It is known that the Le Maitre family (Le Meteren, le Maistre) came from the town of Enghien in Hainaut around 1600. The family members were Protestant craftsmen who fled from the Walloon region to the northern Netherlands. In 1626 a child was baptized in the Walloon Reformed Church in The Hague.

 

Hermanus le Maitre was born in The Hague on 25 December 1718 as the son of Adrianus Hermanusz (1681-1738) and Johanna Catharina Warnier (1687-1730). His father, like his grandfather, was a Master ‘Cnoopmaker ‘In The Hague. On 3 March 1748 he married Bartha Jacoba Maasman. Bartha was a daughter of the Hague silversmith Caspar Diederick Maasman. The following year, in 1749, he was admitted to the silversmiths’ guild in The Hague. Hermanus died at the age of 77 on April 3, 1796, five years after the death of his wife. In 1771 both lived in Voorburg on Westeinde close to the Geestbrug. It seems that the surname Le Maitre was only definitively used by Hermanus instead of the surname Le Meteren (le Maistre).

 

Hermanus’ surviving silver oeuvre mainly consists of corpus work, such as candlesticks and salvers, but also inccludeds cutlery.

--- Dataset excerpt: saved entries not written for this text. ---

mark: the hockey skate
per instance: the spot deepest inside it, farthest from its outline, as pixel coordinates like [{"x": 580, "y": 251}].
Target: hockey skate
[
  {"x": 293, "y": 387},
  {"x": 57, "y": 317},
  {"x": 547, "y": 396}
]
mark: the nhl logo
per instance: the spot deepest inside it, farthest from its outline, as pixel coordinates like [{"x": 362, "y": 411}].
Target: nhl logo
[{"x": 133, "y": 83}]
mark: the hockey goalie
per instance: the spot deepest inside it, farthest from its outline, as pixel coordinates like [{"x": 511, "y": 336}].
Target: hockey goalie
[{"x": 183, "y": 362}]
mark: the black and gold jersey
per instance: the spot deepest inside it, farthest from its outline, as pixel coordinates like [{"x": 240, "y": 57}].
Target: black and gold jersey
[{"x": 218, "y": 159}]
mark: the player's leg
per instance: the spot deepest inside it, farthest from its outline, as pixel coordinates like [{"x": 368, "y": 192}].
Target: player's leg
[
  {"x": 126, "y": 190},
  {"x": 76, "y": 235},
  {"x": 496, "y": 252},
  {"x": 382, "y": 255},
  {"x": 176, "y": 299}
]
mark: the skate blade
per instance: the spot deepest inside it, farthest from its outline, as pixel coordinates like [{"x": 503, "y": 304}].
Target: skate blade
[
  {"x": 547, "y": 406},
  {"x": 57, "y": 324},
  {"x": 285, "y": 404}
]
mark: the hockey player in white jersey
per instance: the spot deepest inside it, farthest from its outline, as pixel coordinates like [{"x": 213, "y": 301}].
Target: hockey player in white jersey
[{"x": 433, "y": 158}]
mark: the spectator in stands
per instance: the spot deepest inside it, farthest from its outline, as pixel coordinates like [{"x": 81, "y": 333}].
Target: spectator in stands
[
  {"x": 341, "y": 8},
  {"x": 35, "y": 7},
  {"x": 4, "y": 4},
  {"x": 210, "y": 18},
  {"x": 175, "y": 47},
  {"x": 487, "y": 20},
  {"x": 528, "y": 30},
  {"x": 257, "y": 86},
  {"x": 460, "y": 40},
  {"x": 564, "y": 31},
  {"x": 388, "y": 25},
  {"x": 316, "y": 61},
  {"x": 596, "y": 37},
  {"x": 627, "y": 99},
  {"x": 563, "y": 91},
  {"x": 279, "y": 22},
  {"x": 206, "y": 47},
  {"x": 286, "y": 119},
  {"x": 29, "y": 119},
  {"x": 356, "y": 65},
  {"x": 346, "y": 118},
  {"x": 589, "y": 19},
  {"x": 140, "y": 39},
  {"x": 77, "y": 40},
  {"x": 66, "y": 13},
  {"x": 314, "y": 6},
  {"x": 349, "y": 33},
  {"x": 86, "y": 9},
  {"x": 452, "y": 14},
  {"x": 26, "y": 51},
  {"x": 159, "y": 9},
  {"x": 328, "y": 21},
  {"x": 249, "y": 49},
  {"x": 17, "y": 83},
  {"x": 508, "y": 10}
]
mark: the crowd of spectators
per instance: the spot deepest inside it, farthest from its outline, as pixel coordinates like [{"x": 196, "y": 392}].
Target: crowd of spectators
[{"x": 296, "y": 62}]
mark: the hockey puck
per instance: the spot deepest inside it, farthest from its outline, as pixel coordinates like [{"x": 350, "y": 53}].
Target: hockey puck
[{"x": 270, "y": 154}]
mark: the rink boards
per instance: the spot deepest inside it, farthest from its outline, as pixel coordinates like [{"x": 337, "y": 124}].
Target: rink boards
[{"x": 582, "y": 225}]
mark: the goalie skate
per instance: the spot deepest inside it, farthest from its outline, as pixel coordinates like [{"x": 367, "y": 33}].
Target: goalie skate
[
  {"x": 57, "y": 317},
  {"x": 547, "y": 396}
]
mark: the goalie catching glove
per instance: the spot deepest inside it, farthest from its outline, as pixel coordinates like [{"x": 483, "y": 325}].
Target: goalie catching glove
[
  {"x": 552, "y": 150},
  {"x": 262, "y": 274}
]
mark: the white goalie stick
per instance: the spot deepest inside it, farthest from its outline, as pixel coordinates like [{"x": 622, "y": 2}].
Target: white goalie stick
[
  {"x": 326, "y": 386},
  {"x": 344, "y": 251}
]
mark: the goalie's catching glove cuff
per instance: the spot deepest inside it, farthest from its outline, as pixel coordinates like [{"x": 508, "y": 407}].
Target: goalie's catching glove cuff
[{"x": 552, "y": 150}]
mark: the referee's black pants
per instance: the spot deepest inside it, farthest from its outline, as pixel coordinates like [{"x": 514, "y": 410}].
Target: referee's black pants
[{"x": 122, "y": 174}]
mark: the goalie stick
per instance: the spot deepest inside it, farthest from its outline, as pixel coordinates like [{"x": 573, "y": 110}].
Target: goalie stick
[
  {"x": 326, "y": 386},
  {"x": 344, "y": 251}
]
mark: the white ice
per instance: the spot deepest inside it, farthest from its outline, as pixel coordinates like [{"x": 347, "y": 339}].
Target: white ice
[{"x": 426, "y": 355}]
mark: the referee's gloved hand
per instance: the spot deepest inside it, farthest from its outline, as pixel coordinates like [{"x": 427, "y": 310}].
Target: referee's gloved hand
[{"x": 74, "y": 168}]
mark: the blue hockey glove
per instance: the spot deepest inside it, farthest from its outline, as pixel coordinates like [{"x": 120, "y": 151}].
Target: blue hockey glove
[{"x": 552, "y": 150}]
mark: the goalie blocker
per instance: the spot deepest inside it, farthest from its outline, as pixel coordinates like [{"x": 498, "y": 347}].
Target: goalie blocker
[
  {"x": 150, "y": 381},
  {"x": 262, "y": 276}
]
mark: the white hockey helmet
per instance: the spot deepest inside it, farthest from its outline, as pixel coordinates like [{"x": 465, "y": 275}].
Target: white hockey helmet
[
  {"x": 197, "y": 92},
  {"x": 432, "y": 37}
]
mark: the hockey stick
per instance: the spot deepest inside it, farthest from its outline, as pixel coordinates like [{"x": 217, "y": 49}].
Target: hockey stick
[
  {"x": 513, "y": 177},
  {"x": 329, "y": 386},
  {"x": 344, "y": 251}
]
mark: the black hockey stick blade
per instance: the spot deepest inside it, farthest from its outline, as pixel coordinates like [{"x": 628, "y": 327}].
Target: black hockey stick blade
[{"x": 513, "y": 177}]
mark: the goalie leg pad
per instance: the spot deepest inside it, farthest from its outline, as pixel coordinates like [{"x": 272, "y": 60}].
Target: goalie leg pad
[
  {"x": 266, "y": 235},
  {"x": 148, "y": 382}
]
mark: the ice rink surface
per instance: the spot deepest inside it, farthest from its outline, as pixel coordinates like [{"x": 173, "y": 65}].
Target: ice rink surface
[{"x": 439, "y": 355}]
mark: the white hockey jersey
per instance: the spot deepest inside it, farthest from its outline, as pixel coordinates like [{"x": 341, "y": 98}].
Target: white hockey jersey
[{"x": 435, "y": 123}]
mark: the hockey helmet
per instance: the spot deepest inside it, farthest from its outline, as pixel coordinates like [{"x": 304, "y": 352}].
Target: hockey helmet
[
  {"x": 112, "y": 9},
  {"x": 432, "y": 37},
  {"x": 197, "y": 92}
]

His grandfather and his father worked as button makers for the stadtholder’s court and for noble families, among others. Hermanus was married to a daughter of the Hague silversmith Maasman. It is assumed that he was apprenticed to his father-in-law who had been working as a silversmith in The Hague since 1724. The work of Hermanus Le Maitre indicates this. His designs show a lot of similarities with the well-known work of Maasman. The design of the candlesticks is very similar to Maasman’s candlesticks. A tentative assumption may be that the cast bases and stems of the candlesticks may have come from the same casting molds. These candlesticks, made in 1752, are early work by Hermanus le Maitre. He used the model until well into the 60s of the 18th century.